第8回 日本経済の諸問題:円高と年金問題

第7回 政府と日銀のお話し:財政政策と金融政策

  •  今回は日本経済が直面する問題として、円高と年金問題を取り上げます。
     まず円高に関してですが、日本円と米ドルの為替レートは、変動相場制に移行した1973年以降、基本的に円高ドル安傾向で推移してきました。この理由は、日本製品の輸出増大にあります。つまり日本から輸出された製品の代金は、基軸通貨である米ドルで受取ることになります。しかし日本企業は社員に対する給料や銀行への融資返済のためには日本円が必要ですから、外国為替市場でドルを売って円を買います。その結果、円高ドル安となる訳です。
     またここ数年の急激な円高傾向に関しては、2008年のリーマンショック後のアメリカにおける金融不安や財政赤字による米ドルへの不安感、あるいはギリシャ、スペイン、イタリア等EU加盟国の財政赤字によるEUユーロへの不安感から、消去法で日本円が買われている結果です。また日本の長引くデフレ傾向による通貨価値の上昇も、この傾向に拍車をかけています。
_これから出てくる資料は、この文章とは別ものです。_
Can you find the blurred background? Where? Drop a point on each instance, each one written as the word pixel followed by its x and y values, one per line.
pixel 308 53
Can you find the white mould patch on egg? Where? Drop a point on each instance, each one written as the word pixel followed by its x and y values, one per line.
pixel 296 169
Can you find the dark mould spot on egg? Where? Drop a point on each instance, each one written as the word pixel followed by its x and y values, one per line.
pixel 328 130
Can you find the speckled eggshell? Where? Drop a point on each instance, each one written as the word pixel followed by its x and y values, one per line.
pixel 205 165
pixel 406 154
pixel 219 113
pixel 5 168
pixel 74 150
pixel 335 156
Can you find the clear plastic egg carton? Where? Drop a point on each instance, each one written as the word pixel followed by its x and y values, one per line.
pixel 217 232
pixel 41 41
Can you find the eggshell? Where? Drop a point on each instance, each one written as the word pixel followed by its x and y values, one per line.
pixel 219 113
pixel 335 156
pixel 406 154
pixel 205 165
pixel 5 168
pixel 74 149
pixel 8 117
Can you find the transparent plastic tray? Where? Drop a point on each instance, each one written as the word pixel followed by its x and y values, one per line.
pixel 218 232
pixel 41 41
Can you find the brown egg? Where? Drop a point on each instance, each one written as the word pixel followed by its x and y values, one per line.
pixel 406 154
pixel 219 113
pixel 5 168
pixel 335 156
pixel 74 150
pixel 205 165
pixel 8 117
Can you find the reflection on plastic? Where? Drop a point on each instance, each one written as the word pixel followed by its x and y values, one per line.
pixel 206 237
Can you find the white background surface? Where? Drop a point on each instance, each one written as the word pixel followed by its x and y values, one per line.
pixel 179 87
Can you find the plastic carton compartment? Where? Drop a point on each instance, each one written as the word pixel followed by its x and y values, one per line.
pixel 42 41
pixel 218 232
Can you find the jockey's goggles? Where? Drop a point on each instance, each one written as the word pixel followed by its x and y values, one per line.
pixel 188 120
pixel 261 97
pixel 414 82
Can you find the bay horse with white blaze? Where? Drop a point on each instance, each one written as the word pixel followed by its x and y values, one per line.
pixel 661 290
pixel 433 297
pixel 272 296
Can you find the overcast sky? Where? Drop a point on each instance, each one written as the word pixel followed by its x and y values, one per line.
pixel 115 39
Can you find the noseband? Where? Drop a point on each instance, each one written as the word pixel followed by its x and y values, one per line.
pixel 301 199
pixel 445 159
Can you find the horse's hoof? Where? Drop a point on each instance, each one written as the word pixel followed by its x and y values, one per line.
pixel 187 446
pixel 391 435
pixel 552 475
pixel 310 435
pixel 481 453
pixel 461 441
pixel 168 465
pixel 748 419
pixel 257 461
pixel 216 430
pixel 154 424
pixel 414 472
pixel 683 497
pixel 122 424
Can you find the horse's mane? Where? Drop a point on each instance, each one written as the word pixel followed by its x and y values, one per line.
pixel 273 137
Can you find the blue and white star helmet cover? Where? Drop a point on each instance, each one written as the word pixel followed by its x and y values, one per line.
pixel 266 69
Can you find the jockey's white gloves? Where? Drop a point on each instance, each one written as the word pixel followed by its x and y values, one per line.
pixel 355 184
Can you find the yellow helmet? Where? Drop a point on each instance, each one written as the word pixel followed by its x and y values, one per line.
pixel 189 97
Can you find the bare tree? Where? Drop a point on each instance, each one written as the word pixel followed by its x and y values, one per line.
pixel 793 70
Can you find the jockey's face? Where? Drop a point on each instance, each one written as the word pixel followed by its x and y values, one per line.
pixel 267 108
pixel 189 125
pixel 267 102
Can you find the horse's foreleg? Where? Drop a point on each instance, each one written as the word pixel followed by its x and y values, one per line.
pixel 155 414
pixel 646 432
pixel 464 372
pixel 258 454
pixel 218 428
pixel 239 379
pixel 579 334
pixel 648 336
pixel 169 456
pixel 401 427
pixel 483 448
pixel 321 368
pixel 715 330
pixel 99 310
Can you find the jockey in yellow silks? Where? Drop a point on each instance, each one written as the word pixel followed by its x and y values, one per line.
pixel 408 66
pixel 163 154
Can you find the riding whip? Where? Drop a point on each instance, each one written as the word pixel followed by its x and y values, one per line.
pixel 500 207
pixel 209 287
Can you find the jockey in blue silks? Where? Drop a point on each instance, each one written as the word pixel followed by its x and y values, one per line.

     このような円高による影響は、輸出企業の業績悪化を招きます。たとえば$1=\110として、110万円(=1万ドル)の車を輸出しているとします。ここで$1=\100と円高になった場合、110万円は1.1万ドルとなります。しかし買い手側としては、これまで1万ドルで買えたものに1.1万ドルを払おうとはしないでしょう。したがって売り手側としては、110万円の車をコスト削減などをして100万円(=1万ドル)で販売することになります。
     日本企業はこのようにして、コスト削減しながら円高に対応してきました。しかしそうした対応の結果、ますます日本製品への需要が高まり、輸出が伸びることになります。そして輸出が円高を招き、円高が企業にコスト削減を促し、それがまた円高を促す、ということがこれまで続いている訳です。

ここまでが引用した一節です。